The handle featured "a mixture of DNA from four individuals," with approximate contribution levels of 73 percent, 23 percent, 3 percent, and 1 percent. William was most likely the 73 percent contributor, and Shaw was most likely the 23 percent contributor. William was "3.26 times 10 to the 26[th power]" more likely a contributor than not; Shaw was "5.14 times 10 to the 23rd power" more likely a contributor than not.

Finally, with respect to the head of the hatchet, that too featured a mixture of DNA from three individuals, but at contribution levels of approximately 71 percent, 28 percent, and 1 percent. William was most likely the 71 percent contributor, and "6.93 times 10 to the 26th power" more likely a contributor than not. Shaw was most likely the 28 percent contributor, and "2.6 times 10 to the 21st power" more likely a contributor than not.

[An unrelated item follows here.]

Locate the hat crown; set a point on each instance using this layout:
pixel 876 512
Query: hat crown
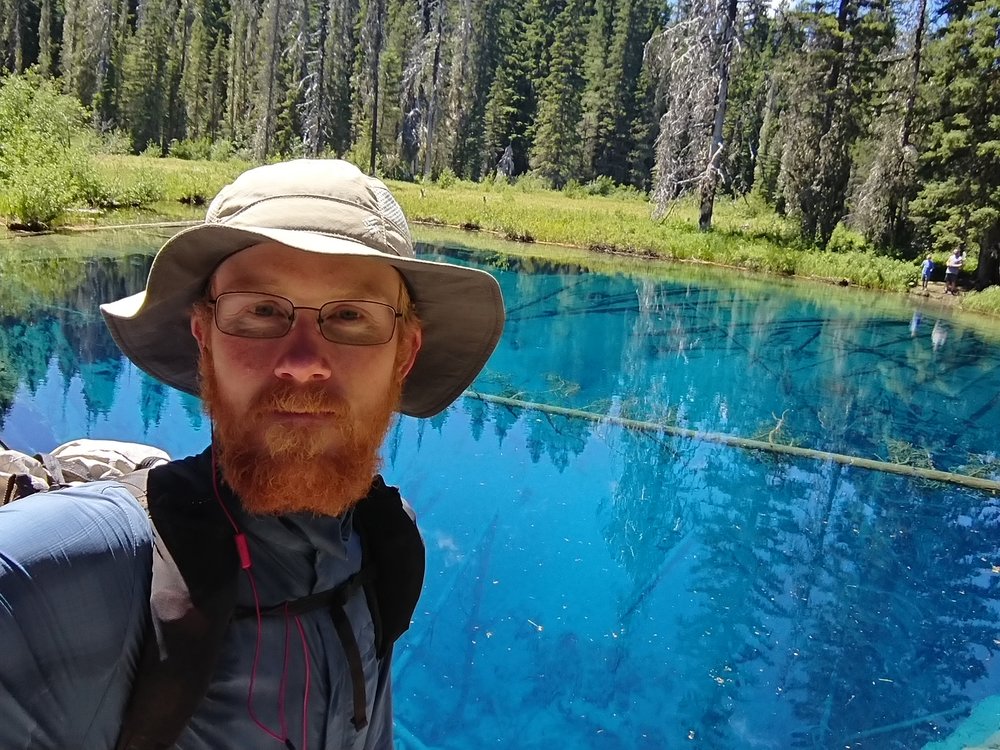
pixel 330 197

None of the other minor contributors on any of the samples were identifiable.

[4] Shaw was charged with three additional counts based on largely distinct incidents that were consolidated with the above-discussed counts for trial. (See § 954.) The jury acquitted Shaw of all three, and none are relevant to this appeal.

[5] The parties dispute whether in denying this request, the trial court misled defense counsel by indicating that in closing argument she could potentially reference the fact that Shaw wrote notes with his left hand during the trial. This discord, however, does not bear on the ground upon which we decide this appeal—i.e., that even if error occurred, there was no prejudice—and so we discuss it no further.

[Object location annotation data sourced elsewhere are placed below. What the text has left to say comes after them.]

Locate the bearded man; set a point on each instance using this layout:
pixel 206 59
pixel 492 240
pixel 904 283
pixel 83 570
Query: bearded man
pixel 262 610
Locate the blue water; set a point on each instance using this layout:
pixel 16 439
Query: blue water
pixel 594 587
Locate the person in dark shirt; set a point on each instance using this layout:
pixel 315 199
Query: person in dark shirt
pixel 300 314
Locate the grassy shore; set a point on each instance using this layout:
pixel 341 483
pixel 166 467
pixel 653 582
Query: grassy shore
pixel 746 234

[6] Shaw also argues that the imposition of consecutive terms is impermissible since it, in his view, conflicts with the jury's findings as to the burglary count. (See People v. Siko (1988) 45 Cal.3d 820, 825–826; see also People v. McCoy (2012) 208 Cal.App.4th 1333, 1339 ["Siko is . . . authority that where there is a basis for identifying the specific factual basis for a verdict, a trial court cannot find otherwise in applying section 654"].) We think this argument misapprehends the record. While, as Shaw highlights, the prosecutor fleetingly referenced the intended offenses as required conjunctively, she quickly clarified that the verdict could be based on "[e]ither/or." And the instructions were similarly disjunctive. Indeed, the jury was instructed that it need not even agree as to which intended felony provided the basis for the burglary. (See People v. Hughes (2002) 27 Cal.4th 287, 351 ["the jury need not unanimously decide, or even be certain, which felony defendant intended as long as it finds beyond a reasonable doubt that he intended some felony"].) This is not a case where we can identify a clear, singular factual basis for the jury's verdict such that the precepts of Siko and McCoy might come into play.





Description Defendant Shaun Reginald Shaw and William C. had what is perhaps most politely characterized as a misunderstanding regarding storage of Shaw's cars on William's property. William had one of the cars removed. That day or the next, he was in his kitchen cooking when Shaw burst through his front door, swinging a hatchet and threatening, " 'Where's my mother fucking cars? I'm going to kill your ass.' " He cut William's lip with the hatchet. Shaw continued to pursue William through the home, punching him and again verbally threatening his life if the cars were not returned. Based on that encounter, Shaw was convicted by jury of first degree residential burglary with a nonaccomplice present (Pen. Code, §§ 459, 460, subd. (a), 667.5, subd. (c)(21), count 1), assault with a deadly weapon (§ 245, subd. (a)(1), count 2), and making a criminal threat (§ 422, count 3).